How to get nvcc to pass optimization flags to g++ without getting in the way

Hi,

I’ve now managed to optimize my g++ output to be pretty much as fast as nvc++ output code for general c++ code (non gpu). But I don’t seem to be able to do the same with nvcc.

The result is that nvcc output is now running much slower than the g++ output (3982ms vs 2579ms).

Please see my (abridged) test output

=======================================
Testing nvcc
=======================================
nvcc -O3 --extended-lambda -I /opt/nvidia/hpc_sdk/Linux_x86_64/cuda/11.0/include -o main main.cpp

Running nvcc on main.cpp

100 iterations of 100000 samples with 100 inner loop iterations.
Elapsed time in nanoseconds : 3982115443 ns
Elapsed time in microseconds : 3982115 µs
Elapsed time in milliseconds : 3982 ms
Elapsed time in seconds : 3 sec

=======================================
Testing g++
=======================================
g++ -Ofast -march=native -std=c++17 -Wall -Wextra -pedantic -o main_no_policy main.cpp

100 iterations of 100000 samples with 100 inner loop iterations.
Elapsed time in nanoseconds : 2579204732 ns
Elapsed time in microseconds : 2579204 µs
Elapsed time in milliseconds : 2579 ms
Elapsed time in seconds : 2 sec

The key here for g++ was the options -Ofast -march=native . I don’t seem to be able to specify the same for nvcc. As I understand it nvcc is using g++ to compile the host code and it’s deeply frustrating not to be able to pass those options through.
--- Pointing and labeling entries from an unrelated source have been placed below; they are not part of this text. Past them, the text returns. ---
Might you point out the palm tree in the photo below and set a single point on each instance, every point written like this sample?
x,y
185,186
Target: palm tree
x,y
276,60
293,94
Also the descriptions of the optimization levels in the nvcc documentation and output from nvcc --help seems to be missing. How do I specify the machine architecture to nvcc and what are the options? In this case I need the native architecture of the machine doing the compilation (Intel Coffee lake with supports AVX2 (since Haswell)).

Using my two command lines …

g++ -Ofast -march=native
nvcc -O3 --extended-lambda

How do I combine the g++ options into the nvcc command and get it to work?

Thanks,

Leigh

You can pass options to the host compiler (g++ in this case) via the “-Xcompiler” flag. See: https://docs.nvidia.com/cuda/cuda-compiler-driver-nvcc/index.html#options-for-passing-specific-phase-options

Hi Mat,

Thanks for that, very helpful.

Best regards,

Leigh.

Hi Mat,

I tried -Xcompile -Ofast,-march=native and that did the trick. I also had to remove the -O9 flag that was already there.

I did find that nvcc was passing the -O9 through to g++, replacing -Ofast.

nvcc won’t accept -Ofast directly as it expects a number.

Now my nvcc code is running as fast as g++ output which is what I was aiming for.

Thanks for your help,

Leigh.